The sandy, dusty weather and strong winds will last until Sunday, the National Meteorological Centre said, adding that people should take precautionary measures to guard against poor air quality.
It renewed a blue alert for sandstorms, the least severe warning in the country’s four-tier weather warning system, and forecast that more than a dozen regions, including major cities like Beijing and Shanghai, would see some areas affected by floating sand and dust on Thursday.
The centre’s chief forecaster, Gui Hailin, earlier said the sandy and dusty weather began on Sunday in southern Mongolia.
In Beijing, buildings and traffic were shrouded by dust.
The IQAir website showed an air quality index of 540 for the capital and described its air pollution level as hazardous.
The Beijing Municipal Ecological and Environmental Monitoring Centre issued the highest air pollution warning.
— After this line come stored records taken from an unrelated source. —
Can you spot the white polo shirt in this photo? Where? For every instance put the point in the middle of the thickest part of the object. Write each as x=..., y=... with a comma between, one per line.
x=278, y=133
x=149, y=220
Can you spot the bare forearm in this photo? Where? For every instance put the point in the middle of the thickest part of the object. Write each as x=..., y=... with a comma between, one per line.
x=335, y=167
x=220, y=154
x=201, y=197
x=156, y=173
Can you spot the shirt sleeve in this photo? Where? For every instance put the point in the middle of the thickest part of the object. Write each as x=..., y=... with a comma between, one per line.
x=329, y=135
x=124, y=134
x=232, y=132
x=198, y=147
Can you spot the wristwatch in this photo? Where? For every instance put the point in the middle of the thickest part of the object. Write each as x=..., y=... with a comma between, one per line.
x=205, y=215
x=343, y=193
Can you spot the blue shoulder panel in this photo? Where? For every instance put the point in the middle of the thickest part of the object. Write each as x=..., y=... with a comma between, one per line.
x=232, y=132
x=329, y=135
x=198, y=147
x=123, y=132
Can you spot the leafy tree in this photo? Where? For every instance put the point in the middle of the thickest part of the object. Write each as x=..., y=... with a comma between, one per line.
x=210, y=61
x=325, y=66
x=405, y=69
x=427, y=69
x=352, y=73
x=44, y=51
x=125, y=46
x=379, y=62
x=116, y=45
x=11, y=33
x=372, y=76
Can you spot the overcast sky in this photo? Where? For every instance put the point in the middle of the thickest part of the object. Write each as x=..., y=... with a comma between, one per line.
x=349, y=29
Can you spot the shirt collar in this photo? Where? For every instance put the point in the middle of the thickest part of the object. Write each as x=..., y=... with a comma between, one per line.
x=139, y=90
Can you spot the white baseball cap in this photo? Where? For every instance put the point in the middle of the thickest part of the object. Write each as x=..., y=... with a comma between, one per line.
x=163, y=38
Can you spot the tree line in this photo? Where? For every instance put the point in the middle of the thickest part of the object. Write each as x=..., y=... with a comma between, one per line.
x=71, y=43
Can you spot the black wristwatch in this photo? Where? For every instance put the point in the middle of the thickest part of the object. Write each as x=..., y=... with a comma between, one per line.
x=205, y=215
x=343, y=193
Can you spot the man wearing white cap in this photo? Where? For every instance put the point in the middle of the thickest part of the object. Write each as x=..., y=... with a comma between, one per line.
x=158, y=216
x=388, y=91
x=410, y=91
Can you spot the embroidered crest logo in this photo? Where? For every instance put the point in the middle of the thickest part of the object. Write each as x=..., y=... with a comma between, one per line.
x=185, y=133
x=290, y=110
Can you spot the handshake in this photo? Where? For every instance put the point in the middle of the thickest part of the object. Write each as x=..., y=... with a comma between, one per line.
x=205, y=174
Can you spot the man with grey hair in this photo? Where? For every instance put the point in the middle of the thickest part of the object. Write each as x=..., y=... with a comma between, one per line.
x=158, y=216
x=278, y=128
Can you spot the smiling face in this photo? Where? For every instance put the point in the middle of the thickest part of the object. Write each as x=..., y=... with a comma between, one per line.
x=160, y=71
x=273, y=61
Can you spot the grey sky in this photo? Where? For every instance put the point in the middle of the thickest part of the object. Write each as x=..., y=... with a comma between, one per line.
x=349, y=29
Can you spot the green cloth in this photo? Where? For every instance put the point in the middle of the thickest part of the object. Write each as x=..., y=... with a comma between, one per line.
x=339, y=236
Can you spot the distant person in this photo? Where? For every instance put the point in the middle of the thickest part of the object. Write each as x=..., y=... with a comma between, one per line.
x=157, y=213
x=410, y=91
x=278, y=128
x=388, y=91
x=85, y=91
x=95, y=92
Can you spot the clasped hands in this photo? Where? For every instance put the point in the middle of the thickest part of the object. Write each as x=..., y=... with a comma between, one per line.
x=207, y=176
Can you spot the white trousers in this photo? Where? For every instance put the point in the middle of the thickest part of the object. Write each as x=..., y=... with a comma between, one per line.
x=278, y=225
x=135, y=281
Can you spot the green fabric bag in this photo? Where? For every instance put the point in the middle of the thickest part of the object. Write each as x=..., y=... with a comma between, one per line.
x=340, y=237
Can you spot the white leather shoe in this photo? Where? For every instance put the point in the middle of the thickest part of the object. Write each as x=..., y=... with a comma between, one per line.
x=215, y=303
Running enthusiast Tu Jiaxian said the sandstorm had a “huge impact” on her life because it interrupted her marathon training plans.
Cao Yuanyuan, a newcomer to Beijing, was surprised at first to see the hazy scenes and took photos of them.
But the bad weather forced her to wear glasses as a protective measure and keep the windows in her room shut.
“But there is still sand coming in, and I can smell the earth,” Ms Cao said.